B gün için özel çalışmalar vardı Milletinden. ‘O’nun İzindeki Askerinden’ mesela. Türk Silahlı Kuvvetleri'nin (TSK) 23 Nisan dolayısıyla yayınladığı;
 "Küçük Hanımlar ve Küçük Beyler" isimli videonun başlangıcını izledim. Tıpkı çocukken yaşadığım o mutluluğu yeniden buldum.  Atatürk’ümün çocuklara hitabı olan, "Küçük hanımlar, küçük beyler. Sizler hepiniz, geleceğin bir gülü, yıldızı, ikbal ışığısınız. Yurdu asıl aydınlığa boğacak olan sizsiniz. Kendinizin ne kadar mühim ve kıymetli olduğunuzu düşünerek ona göre çalışınız. 

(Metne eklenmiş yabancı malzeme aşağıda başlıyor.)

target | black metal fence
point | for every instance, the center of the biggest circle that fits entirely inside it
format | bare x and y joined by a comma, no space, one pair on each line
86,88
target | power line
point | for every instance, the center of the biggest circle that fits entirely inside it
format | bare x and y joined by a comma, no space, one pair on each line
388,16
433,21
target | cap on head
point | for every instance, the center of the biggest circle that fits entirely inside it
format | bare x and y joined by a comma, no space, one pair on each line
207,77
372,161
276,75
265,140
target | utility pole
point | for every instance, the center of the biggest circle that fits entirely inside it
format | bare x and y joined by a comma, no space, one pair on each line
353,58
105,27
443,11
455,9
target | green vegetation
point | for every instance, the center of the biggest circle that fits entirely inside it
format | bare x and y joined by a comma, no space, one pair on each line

Sizlerden çok şey bekliyoruz" sözlerini yeniden duymanın, bir garip sevincini hissettim yeniden.
Birebir cemalini görmemiş olsam da bir kez olsun Atam, fotoğraflarınla, o günün teknolojisinden arda kalan hızlı hızlı, koşar adımlarla yürüyen görüntülerin,   senin sesinden sözlerin, düşündüğüm an yüzün gözlerimin önünde ve sesin kulaklarımda. 
Seni her gün her gün yeniden duyuyorum Atam.
Ne büyük bir özlem duyuyormuşum meğer. Bir reklam afişindeki, bu güne özel çağrıyı okuduğumda, göz yaşlarıma yine hakim olamadım be Atam…
Sana mektup mu yazıyorum bu gün ne? İçimden; “Bu gün 23 Nisan. Neşe doluyor insan”  diye haykırmak geçerken, özlemimi yazıyorum tuhaf değil mi Atam? 
Gelinde duygu seli yaşamayın bu sözler üzerine. Cepheye, omuzlarında taşıdıkları silahları boylarından da büyük 15’lilerin adım adım yol aldığı anı gösterir bir fotoğraf karesi altında;
“Lades tutuşacak yemek olmasa da azıklarında, özgür geleceğimiz vardı hep akıllarında. 
Bize bu günü armağan eden kahramanlar, sizinde her zaman aklınızda olsun çocuklar…
Nice 23 Nisanlara. Unutmadan, unutturmadan…” çağrısını okudum dün ve öncesinde.
Haksız mıymışım, ağlamakta…? Sizin durumunuz ne; okuduysanız bu çağrı karşısında?